The union membership rate tracks the percentage of all workers who are members of a union. In 1955, the membership rate peaked at 35 percent. Union membership remained strong until the late 1960s. In 1970, the membership rate stood at 29.1 percent. Since then it has fallen steadily. The most recent data from the Bureau of Labor Statistics shows a nationwide membership rate of 11.1 percent. There have been a number of negative impacts that correlate with the decline in union density. One of the clearest is an increase in income inequality.

 

Unions and Income Inequality


The graph above highlights the change over time of three variables; the union membership rate and the income shares of the top 1 percent and the top 10 percent. When examining income inequality we examine the share of income that the top 1 percent and top 10 percent of income earners receive. In 1970, one percent of the population received 7.8 percent of all income. That same year ten percent of the population received 31.5 percent of all income. As of 2014 one percent of the population received 17.9 percent of all income and ten percent of the population received 47.19 percent of all income, nearly half of all available income.

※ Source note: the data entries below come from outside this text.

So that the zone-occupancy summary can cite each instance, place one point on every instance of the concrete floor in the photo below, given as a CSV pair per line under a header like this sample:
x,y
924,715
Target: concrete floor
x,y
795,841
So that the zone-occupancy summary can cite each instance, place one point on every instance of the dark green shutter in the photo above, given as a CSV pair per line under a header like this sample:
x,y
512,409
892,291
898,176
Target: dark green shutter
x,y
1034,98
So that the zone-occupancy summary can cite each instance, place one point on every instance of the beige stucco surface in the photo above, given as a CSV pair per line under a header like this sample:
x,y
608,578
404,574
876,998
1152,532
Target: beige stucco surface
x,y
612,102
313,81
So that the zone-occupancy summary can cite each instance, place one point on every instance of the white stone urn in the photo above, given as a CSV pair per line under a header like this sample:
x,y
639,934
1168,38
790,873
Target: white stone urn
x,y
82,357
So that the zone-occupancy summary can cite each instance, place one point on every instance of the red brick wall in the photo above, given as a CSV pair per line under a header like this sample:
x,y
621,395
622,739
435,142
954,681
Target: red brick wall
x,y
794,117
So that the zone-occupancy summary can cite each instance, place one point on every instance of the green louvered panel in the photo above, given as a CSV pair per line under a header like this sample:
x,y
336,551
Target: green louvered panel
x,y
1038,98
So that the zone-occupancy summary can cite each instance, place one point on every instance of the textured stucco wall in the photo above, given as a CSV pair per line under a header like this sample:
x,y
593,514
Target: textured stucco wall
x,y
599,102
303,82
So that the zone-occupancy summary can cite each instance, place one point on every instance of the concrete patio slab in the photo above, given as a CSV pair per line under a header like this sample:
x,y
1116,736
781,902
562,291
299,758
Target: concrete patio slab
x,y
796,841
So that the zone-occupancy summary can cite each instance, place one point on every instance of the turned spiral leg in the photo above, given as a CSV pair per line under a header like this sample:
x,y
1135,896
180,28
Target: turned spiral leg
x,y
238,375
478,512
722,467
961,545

The decline in union membership largely coincides with this increase in income inequality. A study published in 2011 by the American Sociological Review found that the decline in union density since 1973 explained a third of the increase in wage inequality among men, and a fifth of the increased inequality among women.

Income Inequality


The explanation for this trend is simple; unions have a positive impact on wages. Unionized workers have on average 20 percent higher wages than their non-union peers. The collective bargaining power of unions also benefits workers in non-unionized workplaces. According to an article published by the Economic Policy Institute, “a high school graduate whose workplace is not unionized but whose industry is 25 percent unionized is paid 5 percent more than similar workers in less unionized industries.” As union representation increases in an industry, all the workers in that industry benefit because employers must become more competitive, and make better offers, if they want to attract the quality of labor they need.

Unions have also played an important role in pushing for higher minimum wages. The states with higher union density (New York, California, Alaska, etc.) tend to be the states that have minimum wages that are higher than the federal minimum wage.

Unions have a positive impact on wages but specifically on the wages of the bottom 90 percent of wage earners. Between 1930 and 1970, when union membership was at its highest, the average income for the bottom 90 percent of wage earners increased by 242.8 percent (in real 2014 U.S. dollars). Since the decline in union membership income for this demographic has been nearly stagnated, while incomes for the top 10 percent have increased dramatically.

Without unions, the bottom 90 percent would lose much bargaining power and more income would inevitably find its way into fewer hands.